De rechtbank heeft het onderzoek geschorst en bepaald dat eiseres nadere stukken in het geding brengt.
Eiseres heeft hierop per e-mail van 25 oktober 2024 de verzochte stukken ingediend.
Verweerder heeft hierop gereageerd bij brief van 21 februari 2025 en daarbij de reactie van de verzekeringsarts bezwaar en beroep (b&b) van 6 februari 2025 overgelegd.
Partijen zijn door de rechtbank in de gelegenheid gesteld om kenbaar te maken of zij op een nadere zitting willen worden gehoord.
Partijen hebben niet binnen de gestelde termijn kenbaar gemaakt een nadere zitting te willen.
De rechtbank heeft het onderzoek gesloten.
Beoordeling door de rechtbank
1. Eiseres heeft zich op 30 maart 2018 ziekgemeld met rug- en psychische klachten voor haar werkzaamheden als thuiszorg medewerker bij [bedrijfsnaam] B.V. Na het einde van dit dienstverband is aan haar per 2 april 2018 een uitkering op grond van de Ziektewet (ZW) toegekend.

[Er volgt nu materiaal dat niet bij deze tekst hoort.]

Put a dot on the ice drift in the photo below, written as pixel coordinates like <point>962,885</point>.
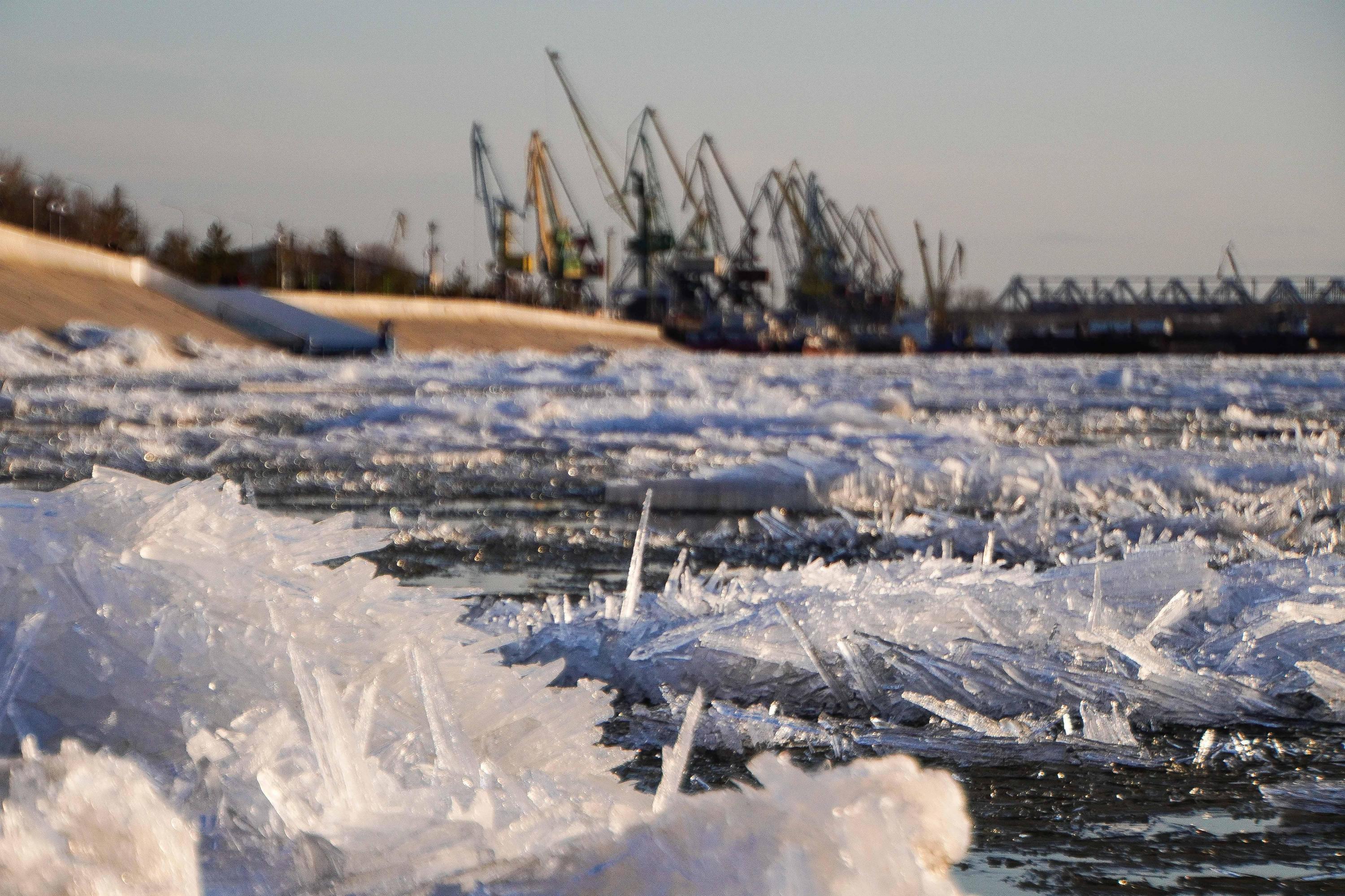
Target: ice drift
<point>80,824</point>
<point>337,732</point>
<point>1157,638</point>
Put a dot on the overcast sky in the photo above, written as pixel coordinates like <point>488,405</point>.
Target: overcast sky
<point>1052,138</point>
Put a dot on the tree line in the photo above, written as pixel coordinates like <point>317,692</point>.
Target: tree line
<point>70,210</point>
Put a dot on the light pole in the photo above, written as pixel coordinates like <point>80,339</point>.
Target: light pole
<point>166,205</point>
<point>81,183</point>
<point>60,210</point>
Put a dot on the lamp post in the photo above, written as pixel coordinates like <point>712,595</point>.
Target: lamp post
<point>81,183</point>
<point>60,210</point>
<point>166,205</point>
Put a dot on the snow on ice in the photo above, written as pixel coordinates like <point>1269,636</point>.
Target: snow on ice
<point>337,732</point>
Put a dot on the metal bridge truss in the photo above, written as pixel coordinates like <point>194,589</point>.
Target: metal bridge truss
<point>1062,294</point>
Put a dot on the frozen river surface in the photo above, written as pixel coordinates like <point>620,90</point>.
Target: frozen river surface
<point>1107,593</point>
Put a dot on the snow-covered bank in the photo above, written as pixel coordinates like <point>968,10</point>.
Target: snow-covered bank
<point>953,433</point>
<point>339,734</point>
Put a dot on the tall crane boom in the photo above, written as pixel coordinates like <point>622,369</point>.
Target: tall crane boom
<point>614,194</point>
<point>499,210</point>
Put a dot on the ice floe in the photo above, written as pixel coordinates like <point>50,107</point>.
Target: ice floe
<point>335,732</point>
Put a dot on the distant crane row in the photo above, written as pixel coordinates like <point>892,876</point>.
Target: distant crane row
<point>840,268</point>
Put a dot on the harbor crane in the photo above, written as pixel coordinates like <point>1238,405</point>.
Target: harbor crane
<point>938,290</point>
<point>565,252</point>
<point>742,269</point>
<point>499,216</point>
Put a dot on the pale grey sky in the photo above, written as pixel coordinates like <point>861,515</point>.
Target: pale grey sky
<point>1052,138</point>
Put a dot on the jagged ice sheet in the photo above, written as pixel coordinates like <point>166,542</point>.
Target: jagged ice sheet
<point>337,732</point>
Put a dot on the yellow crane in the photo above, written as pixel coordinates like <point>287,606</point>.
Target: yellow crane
<point>565,253</point>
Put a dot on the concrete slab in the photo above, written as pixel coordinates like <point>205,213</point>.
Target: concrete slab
<point>290,327</point>
<point>798,482</point>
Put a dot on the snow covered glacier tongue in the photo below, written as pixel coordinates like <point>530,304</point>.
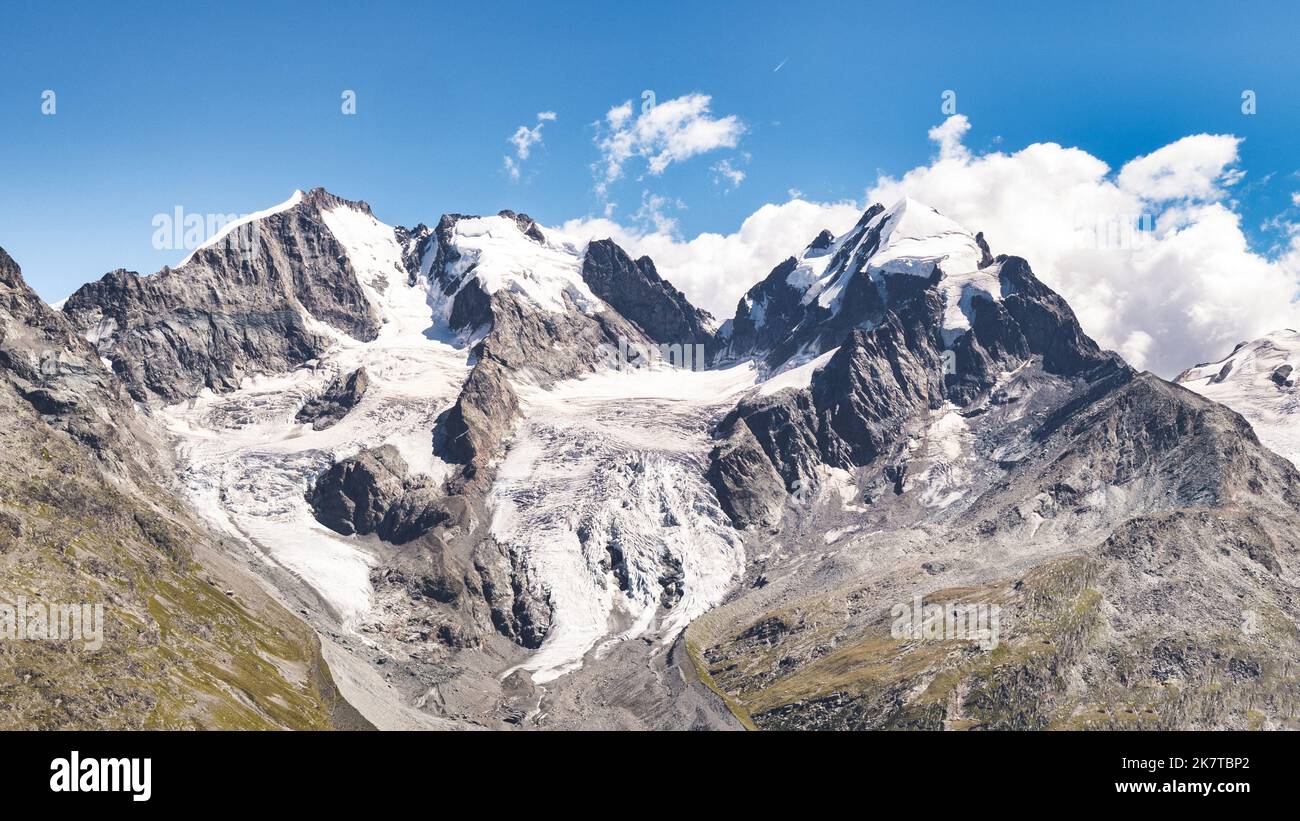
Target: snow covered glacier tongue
<point>602,494</point>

2. Op 30 december 2019 heeft eiseres een aanvraag voor een WIA-uitkering ingediend. Bij besluit van 19 februari 2020 heeft verweerder per 27 maart 2020 een WIA-uitkering toegekend. De mate van arbeidsongeschiktheid is daarbij vastgesteld op 36,58%. Het tegen dit besluit gemaakte bezwaar is bij besluit van 30 augustus 2021 ongegrond verklaard, waarbij wel de mate van arbeidsongeschiktheid gewijzigd is in 36,48%. Eiseres heeft beroep ingesteld bij de rechtbank tegen het besluit van 30 augustus 2021. Bij uitspraak van 9 februari 2023 heeft de rechtbank dit beroep ongegrond verklaard. Eiseres heeft tegen deze uitspraak hoger beroep ingesteld. Bij uitspraak van 19 maart 2025 heeft de Centrale Raad van Beroep de uitspraak van de rechtbank bevestigd.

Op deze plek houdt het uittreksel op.